What’s covered in the media is the part ai, deep learning, we have heard it on and about it, you know, but when you think about it for a company, for the industry, It’s actually not the highest priority or the least it’s not the thing that yields the most result for the lowest amount of effort.
That’s why AI deep learning is on the top of hierarchy of needs and these things may be testing analytics, they are actually way more important for industry.
So that’s why we are hiring a lot of data scientists that does that.
So what do data Scientists actually do?
Well that depends on the company because of them as of the size.
- So for a start-up, you kind of lack resources.
- So you can only have one kind of data scientist.
- That one data scientist, he has to do everything.
- So you might be seeing all this being data scientists.
- May you won’t be doing ai or deep learning because that’s not a priority right now, but you might be doing all of these.

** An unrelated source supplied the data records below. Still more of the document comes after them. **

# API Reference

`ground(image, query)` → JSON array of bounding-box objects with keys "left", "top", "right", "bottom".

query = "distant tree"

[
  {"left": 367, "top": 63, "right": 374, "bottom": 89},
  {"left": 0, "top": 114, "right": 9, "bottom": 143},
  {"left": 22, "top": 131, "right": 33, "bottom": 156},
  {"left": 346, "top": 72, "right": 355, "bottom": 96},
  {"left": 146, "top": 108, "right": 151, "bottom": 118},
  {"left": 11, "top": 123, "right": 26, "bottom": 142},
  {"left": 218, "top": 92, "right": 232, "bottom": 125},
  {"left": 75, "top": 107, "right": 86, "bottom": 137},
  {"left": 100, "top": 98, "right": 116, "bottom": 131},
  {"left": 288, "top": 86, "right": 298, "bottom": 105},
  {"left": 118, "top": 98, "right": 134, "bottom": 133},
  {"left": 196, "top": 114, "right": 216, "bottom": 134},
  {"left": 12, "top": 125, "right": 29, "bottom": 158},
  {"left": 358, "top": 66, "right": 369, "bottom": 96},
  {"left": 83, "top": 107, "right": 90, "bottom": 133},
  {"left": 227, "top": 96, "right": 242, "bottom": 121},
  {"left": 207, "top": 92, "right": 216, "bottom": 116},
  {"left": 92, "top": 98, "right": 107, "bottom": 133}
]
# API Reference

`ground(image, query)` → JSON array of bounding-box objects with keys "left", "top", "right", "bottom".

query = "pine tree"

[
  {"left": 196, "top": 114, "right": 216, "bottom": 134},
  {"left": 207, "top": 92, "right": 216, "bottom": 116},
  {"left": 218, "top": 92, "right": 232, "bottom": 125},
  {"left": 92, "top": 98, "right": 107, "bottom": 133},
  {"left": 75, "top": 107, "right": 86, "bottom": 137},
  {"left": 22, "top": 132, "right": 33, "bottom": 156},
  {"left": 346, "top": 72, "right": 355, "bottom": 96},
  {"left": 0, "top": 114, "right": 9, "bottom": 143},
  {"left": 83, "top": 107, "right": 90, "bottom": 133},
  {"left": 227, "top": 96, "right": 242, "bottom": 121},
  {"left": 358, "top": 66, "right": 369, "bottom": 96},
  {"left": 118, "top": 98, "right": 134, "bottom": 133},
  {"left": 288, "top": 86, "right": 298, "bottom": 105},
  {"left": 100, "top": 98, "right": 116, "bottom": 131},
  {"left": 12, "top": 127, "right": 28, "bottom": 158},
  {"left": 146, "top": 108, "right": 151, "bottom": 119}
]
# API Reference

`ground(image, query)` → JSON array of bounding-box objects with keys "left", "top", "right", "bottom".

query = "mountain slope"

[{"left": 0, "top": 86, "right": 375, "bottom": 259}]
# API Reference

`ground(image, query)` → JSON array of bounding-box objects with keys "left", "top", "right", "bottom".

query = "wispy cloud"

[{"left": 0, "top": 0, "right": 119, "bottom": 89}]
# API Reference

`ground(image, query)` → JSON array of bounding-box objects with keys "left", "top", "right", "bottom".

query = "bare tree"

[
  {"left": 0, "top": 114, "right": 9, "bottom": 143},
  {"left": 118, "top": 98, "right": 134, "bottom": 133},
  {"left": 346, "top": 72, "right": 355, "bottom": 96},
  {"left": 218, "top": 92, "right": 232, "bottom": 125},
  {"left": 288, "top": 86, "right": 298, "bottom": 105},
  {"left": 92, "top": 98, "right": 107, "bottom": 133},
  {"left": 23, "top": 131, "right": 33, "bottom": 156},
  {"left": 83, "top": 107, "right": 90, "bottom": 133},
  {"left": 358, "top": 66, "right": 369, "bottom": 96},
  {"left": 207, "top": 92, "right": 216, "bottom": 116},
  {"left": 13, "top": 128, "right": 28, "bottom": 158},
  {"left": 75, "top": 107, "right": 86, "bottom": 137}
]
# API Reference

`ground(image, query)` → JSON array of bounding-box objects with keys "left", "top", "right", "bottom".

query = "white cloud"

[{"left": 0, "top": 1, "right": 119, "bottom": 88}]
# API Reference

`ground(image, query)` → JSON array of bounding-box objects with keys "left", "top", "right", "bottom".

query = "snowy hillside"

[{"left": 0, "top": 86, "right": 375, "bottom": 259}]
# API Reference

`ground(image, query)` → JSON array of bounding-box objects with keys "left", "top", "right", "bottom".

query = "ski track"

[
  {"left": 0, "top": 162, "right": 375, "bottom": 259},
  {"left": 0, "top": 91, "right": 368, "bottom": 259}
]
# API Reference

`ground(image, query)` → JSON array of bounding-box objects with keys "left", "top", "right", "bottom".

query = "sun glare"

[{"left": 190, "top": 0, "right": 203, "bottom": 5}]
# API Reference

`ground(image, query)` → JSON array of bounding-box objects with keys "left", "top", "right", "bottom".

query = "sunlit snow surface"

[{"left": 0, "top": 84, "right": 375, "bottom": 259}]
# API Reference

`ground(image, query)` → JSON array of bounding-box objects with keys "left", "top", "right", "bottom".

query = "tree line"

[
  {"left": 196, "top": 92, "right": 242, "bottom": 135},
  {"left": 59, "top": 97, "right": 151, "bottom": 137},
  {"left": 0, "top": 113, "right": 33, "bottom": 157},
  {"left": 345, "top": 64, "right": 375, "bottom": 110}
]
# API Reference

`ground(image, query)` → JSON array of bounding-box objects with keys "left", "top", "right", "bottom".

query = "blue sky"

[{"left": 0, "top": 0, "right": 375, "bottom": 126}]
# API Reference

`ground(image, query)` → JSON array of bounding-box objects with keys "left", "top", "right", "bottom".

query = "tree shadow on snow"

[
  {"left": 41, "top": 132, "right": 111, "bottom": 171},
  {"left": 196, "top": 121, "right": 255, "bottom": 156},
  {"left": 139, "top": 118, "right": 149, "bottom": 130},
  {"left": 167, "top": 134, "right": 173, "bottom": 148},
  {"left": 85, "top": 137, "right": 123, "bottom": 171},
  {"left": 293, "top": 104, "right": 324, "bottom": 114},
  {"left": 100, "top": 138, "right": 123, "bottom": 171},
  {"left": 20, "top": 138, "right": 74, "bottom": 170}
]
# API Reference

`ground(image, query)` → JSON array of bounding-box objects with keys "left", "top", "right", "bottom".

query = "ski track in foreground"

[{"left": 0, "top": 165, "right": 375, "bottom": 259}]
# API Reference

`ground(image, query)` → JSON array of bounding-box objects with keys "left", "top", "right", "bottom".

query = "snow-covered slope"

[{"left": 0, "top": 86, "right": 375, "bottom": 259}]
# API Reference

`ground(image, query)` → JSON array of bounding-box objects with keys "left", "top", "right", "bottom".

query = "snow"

- You have to start-up a whole data infrastructure.
- You might even have to write some software code to add logging and then you have to do the analytics yourself, then you have to build the metrics yourself, and you have to do A/B testing yourself.
- That’s why for start-ups if they need a data scientist this whole thing is data–science, so that means you have to do everything.
Let us look at Medium-sized companies
- Now finally they have lot more resources, they can separate the data engineers and the data scientists.
- So usually in collection, this is probably software engineering.
- On the second bottom most layer, we have data engineer’s doing this and then depending if you are medium- sized company does a lot of recommendation models or staff that require ai then ds will do all these.
- So as a data scientist, you have to be a lot more technical, that’s why they only hire people with PhD’s or masters because they want you to be able to do the more complicated things.
So let us talk about large company
- Because you are getting a lot bigger, you probably have a lot more money and then you can spend it more on employees.
- So you can have a lot of different employees working on different things.
- That way the employee does not need to think about this stuff that they don’t want to do and they could focus on the things that they are best at.
For example: Me and my untitled large company, I would be in analytics so I could just focus my work on analytics and metrics and stuff like that.
So I don’t need to worry about data engineering or ai deep learning stuff.
So here is how its looks for a large company
Instrumental logging sensors -> This all is handled by software engineer.
Cleaning and building data pipelines-> This is for data engineers.
Then we have data science analytics.
But then once we go to the ai and deep learning, this is where we have research scientists or we call it data- science core and they are backed by and now engineers which are machine learning engineers..
Data Science can be all of this and it depends what company you are in and that definition will vary accordingly.